The Future of Insurance Is Algorithms

The future of insurance is algorithms. In fact, let’s face it, pretty much the ‘future of everything’ is going to be based on algorithms in some form or other; we are ourselves, in essence, just a complex mix of ‘organic algorithms’ so the model and process management associated with algorithmic deployment is a somewhat tried and tested one.

Our daily lives are increasingly about how the ‘organic’ interacts and is entwined with the ‘technical’ with the output plain to see across a wide variety of mediums and real world interactions as we engage and manage them to the best of our knowledge and ability. These few words you are reading now on a page, for example, will be posted on an algorithmically engineered technology interface, socialised, and ultimately read by people who are part of the very same algorithmic ‘interface’, all of us utilising deeply entrenched and complex decision making at the organic level in the form of our own algorithmic make ups.

It’s certainly a bit of a ‘rabbit hole’ to go down if you think of things at the philosophical level, however, I won’t indulge myself (or bore you) in that regard but will keep things framed within an area I work and know, which is the London Market.

Algorithms in the London Market, in some form or other, are not new. What is perhaps new is their application and deployment in an ever changing and developing marketplace. In this environment, the London market is striving to modernise and shape itself to realise the benefits of algorithmic adoption and the improved intelligence lead decision-making and the commercial execution that comes as a result.

This pathway of merging mind and technology in the London Market is perhaps some considerable way behind the rest of society and is still some way off from realising the full potential and mutual benefits of such co-existence – but it is happening. We are seeing technology utilised in a variety of ways to face up to the challenges presented and to leverage and create opportunities for such relationships to come into being. This will only accelerate at an ever-increasing pace.

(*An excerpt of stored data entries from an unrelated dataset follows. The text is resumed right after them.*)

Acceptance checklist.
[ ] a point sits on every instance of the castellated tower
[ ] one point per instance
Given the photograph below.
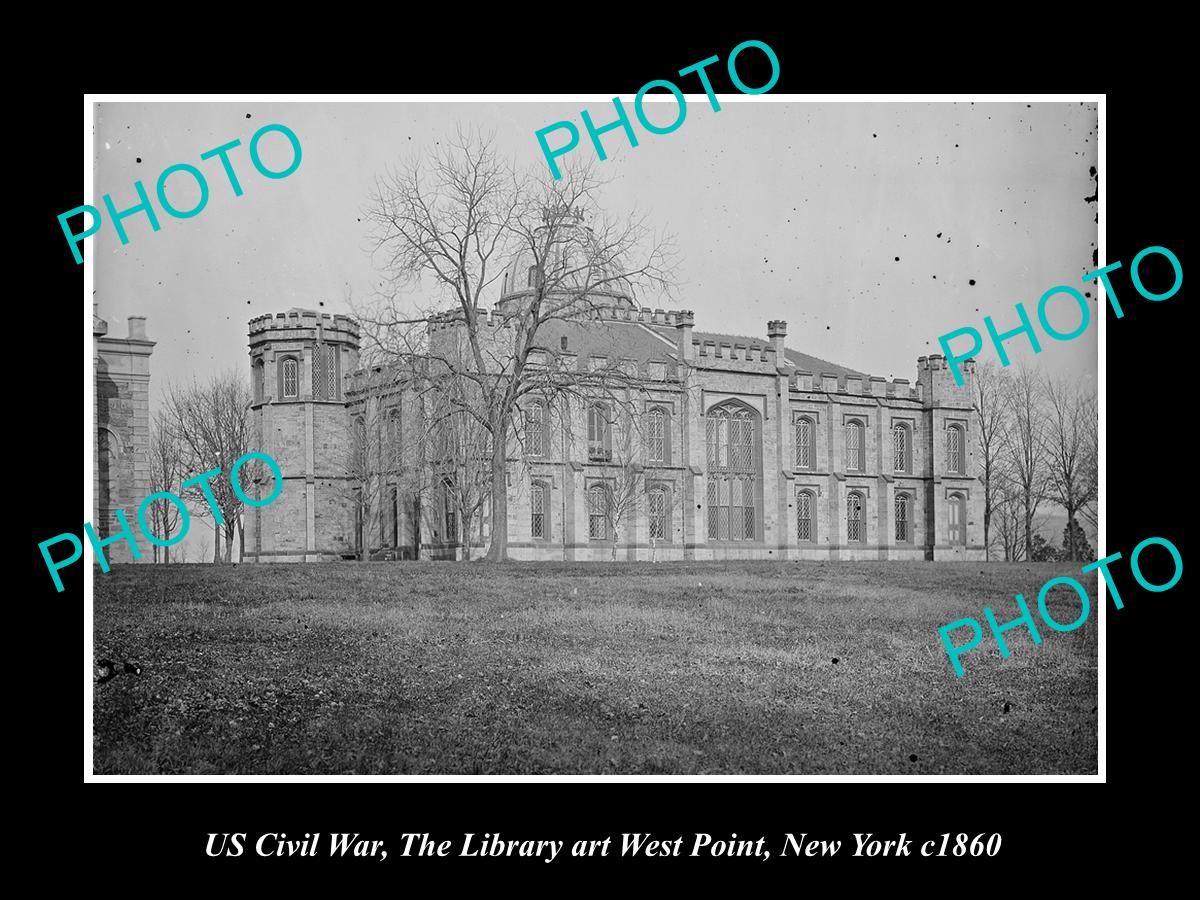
(298, 415)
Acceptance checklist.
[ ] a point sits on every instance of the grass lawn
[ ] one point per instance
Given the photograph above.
(705, 667)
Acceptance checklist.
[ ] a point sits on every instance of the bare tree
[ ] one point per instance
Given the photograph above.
(1025, 447)
(166, 474)
(989, 389)
(211, 425)
(451, 222)
(1071, 444)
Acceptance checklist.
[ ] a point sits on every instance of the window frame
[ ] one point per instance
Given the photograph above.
(905, 429)
(808, 447)
(810, 498)
(904, 499)
(599, 419)
(732, 433)
(861, 520)
(283, 376)
(957, 535)
(599, 490)
(859, 427)
(664, 492)
(537, 429)
(661, 414)
(539, 496)
(957, 462)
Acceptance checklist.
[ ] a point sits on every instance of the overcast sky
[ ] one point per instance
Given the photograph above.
(780, 210)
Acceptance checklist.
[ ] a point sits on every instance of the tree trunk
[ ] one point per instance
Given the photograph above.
(498, 551)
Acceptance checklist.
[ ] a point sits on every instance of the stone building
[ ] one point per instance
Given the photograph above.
(727, 447)
(121, 465)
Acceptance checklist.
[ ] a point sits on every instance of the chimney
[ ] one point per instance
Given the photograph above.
(684, 321)
(777, 330)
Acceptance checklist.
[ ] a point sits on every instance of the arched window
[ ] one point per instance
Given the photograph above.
(855, 456)
(289, 376)
(957, 511)
(856, 528)
(805, 520)
(732, 473)
(805, 443)
(901, 447)
(451, 510)
(955, 450)
(535, 430)
(659, 514)
(904, 519)
(394, 515)
(599, 433)
(324, 372)
(359, 451)
(395, 441)
(539, 502)
(657, 436)
(598, 513)
(257, 372)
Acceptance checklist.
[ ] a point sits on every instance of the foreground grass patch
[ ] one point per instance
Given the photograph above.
(441, 667)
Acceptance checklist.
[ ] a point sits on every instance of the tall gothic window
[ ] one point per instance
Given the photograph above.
(855, 457)
(538, 507)
(599, 433)
(598, 513)
(660, 526)
(451, 513)
(657, 435)
(904, 517)
(805, 522)
(805, 443)
(291, 369)
(901, 447)
(856, 528)
(955, 450)
(535, 430)
(957, 508)
(324, 372)
(732, 474)
(395, 438)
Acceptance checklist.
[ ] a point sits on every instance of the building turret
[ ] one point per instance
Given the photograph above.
(299, 361)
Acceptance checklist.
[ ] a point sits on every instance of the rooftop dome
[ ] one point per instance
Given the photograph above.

It will be down to the ‘market’ and the many different organisations operating in it to deliver the environment in which such co-operation between humans and technology can co-exist. If we achieve such an environment, it will benefit all who operate in it as well as the global market and buyers of the products and services that emanate from it.

Each component part of the ecosystem that is being built will need to understand what part it plays in the delivery of ‘the process’ and provide the relevant data which will support the ‘collective algorithms’ that are required in order for it to work. Algorithms do not work in vacuums, whether they are organic, or silicon based, they require information upon which to apply the logic that drives them. In our market parlance this is really all about data and without correlated data, structured, coherent and actionable data, processes fail and we move nowhere really. Or, at the very least, fundamental market processes become paralysed and friction heavy through not being able to efficiently use and access its services; the very place we are coming from and attempting to remedy.

Everyone should be encouraged and motivated by innovation and adventurous in their thinking in this regard. Embrace change but not blindly; engage technology transformation but not wildly or thinking that it will fix all woes and challenges the market faces. Finally, deliver change with pragmatism and with a handle on reality for what can be achieved, given the context within which we are working. These are incredibly exciting times and we are only really at the very start of this part of the journey.

The future is algorithms – the future is collaborative, and it is now.